A decision by the Nursing and Midwifery Council means that trainee nursing associates will not be entitled to supernumerary status.
The Nursing and Midwifery Council (NMC) has approved controversial proposals for an alternative approach to nursing associate training, which moves away from the traditional supernumerary status that is used for undergraduate nurses.
The new approach allows trainee nursing associates to be included within staffing numbers in order to “adequately safeguard patients”. Individual employers will work with education institutions, to identify when trainee nursing associate need supported learning time.
A survey completed by NursingNotes of 412 trainee nursing associates reveals that 91 per cent believe they would have ‘increased learning opportunities’ with a more traditional supernumerary status. 72% said they had missed learning opportunities because they were unable to be released from practice.
Only 1 in 20 respondents said they were classed as supernumerary in practice.
‘Meaningful education for trainee nursing associates’.
Danny Mortimer, chief executive of NHS Employers said: “We welcome today’s announcement from the Nursing and Midwifery Council. We believe this is a very positive step that will enable the service to provide meaningful education for trainee nursing associates, and in turn, support the delivery of patient care of the highest standards of quality and safety.
“Many employers are enthusiastic about this new role and we believe the decisions announced today by the NMC will support the service to further scale up the development and deployment of nursing associates.”
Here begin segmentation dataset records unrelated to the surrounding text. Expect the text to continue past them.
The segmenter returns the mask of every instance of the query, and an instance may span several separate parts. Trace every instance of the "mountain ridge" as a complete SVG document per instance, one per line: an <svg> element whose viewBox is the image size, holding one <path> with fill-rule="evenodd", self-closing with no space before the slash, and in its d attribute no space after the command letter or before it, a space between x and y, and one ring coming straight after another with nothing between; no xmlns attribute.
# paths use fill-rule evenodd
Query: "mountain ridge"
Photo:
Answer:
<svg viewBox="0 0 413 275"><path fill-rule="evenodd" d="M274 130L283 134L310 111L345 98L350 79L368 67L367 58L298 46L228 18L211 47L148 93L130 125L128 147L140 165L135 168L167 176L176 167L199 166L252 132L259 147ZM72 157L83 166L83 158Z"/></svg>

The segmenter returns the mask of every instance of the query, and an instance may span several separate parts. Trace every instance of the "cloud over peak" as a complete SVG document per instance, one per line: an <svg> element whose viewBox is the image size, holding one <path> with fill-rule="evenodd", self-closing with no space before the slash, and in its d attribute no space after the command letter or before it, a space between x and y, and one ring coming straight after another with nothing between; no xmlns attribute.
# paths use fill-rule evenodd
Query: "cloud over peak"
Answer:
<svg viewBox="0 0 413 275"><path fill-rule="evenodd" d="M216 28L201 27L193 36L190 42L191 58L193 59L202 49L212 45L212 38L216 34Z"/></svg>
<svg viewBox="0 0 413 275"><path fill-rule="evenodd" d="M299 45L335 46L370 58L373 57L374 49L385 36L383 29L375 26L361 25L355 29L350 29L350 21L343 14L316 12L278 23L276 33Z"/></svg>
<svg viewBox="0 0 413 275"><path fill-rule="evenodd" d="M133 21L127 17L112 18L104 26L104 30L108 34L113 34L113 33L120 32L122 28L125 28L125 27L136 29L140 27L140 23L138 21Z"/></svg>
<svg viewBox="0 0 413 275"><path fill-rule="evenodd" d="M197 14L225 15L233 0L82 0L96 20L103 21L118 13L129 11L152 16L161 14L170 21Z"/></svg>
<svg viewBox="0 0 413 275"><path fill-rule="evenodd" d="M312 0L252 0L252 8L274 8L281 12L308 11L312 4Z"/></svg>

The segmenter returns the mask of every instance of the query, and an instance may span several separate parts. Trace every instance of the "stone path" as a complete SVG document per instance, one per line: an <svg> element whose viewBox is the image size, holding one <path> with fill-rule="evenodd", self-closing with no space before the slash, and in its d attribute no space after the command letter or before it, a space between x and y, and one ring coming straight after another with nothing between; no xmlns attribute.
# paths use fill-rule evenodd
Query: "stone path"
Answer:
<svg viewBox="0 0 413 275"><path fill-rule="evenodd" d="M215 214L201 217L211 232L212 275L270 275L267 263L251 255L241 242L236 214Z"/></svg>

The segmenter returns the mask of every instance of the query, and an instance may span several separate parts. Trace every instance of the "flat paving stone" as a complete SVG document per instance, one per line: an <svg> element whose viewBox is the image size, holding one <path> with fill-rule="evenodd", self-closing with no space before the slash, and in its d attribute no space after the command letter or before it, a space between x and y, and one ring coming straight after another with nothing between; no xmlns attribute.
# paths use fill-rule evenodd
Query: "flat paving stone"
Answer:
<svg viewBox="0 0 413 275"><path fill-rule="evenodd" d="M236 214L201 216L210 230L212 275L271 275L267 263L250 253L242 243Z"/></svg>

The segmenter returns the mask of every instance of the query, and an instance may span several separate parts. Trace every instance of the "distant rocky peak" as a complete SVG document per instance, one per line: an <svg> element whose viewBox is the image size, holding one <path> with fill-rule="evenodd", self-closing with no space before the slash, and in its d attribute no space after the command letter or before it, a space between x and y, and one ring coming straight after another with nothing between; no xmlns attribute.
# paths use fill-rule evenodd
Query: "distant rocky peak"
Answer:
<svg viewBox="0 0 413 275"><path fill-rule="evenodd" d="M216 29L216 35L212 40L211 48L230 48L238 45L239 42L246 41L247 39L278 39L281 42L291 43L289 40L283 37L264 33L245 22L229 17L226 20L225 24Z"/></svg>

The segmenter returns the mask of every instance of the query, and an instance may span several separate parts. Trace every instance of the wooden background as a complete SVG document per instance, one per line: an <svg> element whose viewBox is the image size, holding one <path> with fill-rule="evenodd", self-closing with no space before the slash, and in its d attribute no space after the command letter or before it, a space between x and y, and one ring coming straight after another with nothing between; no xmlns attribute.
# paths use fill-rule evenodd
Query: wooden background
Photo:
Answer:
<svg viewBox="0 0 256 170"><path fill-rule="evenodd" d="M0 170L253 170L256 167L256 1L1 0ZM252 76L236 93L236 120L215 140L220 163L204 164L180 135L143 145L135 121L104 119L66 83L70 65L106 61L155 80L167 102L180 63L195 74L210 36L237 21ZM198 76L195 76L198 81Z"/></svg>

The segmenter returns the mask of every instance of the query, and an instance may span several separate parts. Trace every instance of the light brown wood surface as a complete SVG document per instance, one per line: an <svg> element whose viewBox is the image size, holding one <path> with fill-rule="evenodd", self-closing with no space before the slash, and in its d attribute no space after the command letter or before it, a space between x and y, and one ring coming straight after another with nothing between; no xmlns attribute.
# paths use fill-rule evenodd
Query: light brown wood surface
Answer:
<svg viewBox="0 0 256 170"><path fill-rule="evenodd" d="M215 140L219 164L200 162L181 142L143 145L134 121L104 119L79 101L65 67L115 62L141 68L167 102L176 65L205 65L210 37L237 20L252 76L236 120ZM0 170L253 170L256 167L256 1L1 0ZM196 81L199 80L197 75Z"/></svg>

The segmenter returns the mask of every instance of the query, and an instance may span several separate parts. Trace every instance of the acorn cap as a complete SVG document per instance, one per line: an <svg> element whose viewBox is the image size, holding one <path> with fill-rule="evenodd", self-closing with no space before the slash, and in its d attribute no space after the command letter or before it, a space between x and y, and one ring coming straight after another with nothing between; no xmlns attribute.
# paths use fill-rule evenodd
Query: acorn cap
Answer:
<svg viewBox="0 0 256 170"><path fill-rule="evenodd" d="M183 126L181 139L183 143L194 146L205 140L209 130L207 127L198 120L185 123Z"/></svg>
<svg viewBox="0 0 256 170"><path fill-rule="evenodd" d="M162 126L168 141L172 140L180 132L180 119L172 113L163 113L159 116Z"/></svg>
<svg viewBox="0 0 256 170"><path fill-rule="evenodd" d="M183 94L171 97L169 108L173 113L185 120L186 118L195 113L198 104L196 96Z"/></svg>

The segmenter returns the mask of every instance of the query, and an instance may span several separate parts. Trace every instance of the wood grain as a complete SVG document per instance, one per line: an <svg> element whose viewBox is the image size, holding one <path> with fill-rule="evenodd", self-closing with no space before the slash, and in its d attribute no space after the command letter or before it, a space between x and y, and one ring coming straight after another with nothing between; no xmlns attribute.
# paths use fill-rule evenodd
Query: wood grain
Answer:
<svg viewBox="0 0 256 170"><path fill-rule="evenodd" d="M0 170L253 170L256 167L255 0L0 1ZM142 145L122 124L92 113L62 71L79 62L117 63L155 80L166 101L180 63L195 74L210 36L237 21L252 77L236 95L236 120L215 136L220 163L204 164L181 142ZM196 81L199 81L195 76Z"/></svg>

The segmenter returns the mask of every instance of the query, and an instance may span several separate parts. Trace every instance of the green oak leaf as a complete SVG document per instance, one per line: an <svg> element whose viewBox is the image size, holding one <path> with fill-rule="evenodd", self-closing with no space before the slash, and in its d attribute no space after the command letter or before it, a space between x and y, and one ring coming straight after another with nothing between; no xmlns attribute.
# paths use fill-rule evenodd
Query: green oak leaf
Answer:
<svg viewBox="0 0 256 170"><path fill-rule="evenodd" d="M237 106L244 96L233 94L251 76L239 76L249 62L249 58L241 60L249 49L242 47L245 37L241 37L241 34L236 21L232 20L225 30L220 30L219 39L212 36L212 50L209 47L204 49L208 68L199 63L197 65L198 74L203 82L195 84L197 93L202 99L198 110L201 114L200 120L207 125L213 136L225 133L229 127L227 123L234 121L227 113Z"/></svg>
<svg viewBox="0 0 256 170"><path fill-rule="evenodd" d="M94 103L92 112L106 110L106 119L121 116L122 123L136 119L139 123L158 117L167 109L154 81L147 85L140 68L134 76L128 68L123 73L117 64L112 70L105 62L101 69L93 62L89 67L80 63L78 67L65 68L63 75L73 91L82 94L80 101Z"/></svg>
At today’s council meeting the NMC also formally ratified the standards of proficiency for nursing associates and a range of other tools for regulating these new roles. View the council papers.
Geraldine Walters, director of education and standards at the NMC said: “We know just how important it is that students who are training ‘on the job’ have time away from their everyday duties to learn. We’re confident that the plans we’ve outlined today will not only support students to learn and keep patients safe but also work for employers too.”
The RCN has ‘significant’ concerns.
The Royal College of Nursing has said however that it is concerned about the change.
Donna Kinnair, acting Chief Executive and General Secretary of the Royal College of Nursing, said: “We have significant concerns around the NMC’s decision not to treat trainee nursing associates as supernumerary. The alternative protected learning time is ill-defined and without an overarching quality assurance framework, it is hard to see how nursing staff, educators and the public can be confident in this approach.
“There is a strong rationale that supernumerary status allows nursing staff to learn effectively and safely. Any move away from this approach must be supported by robust evidence and planning.”
The NMC became the regulator of nursing associates in July 2018, and as a result, the first nursing associates to qualify in January will join its register.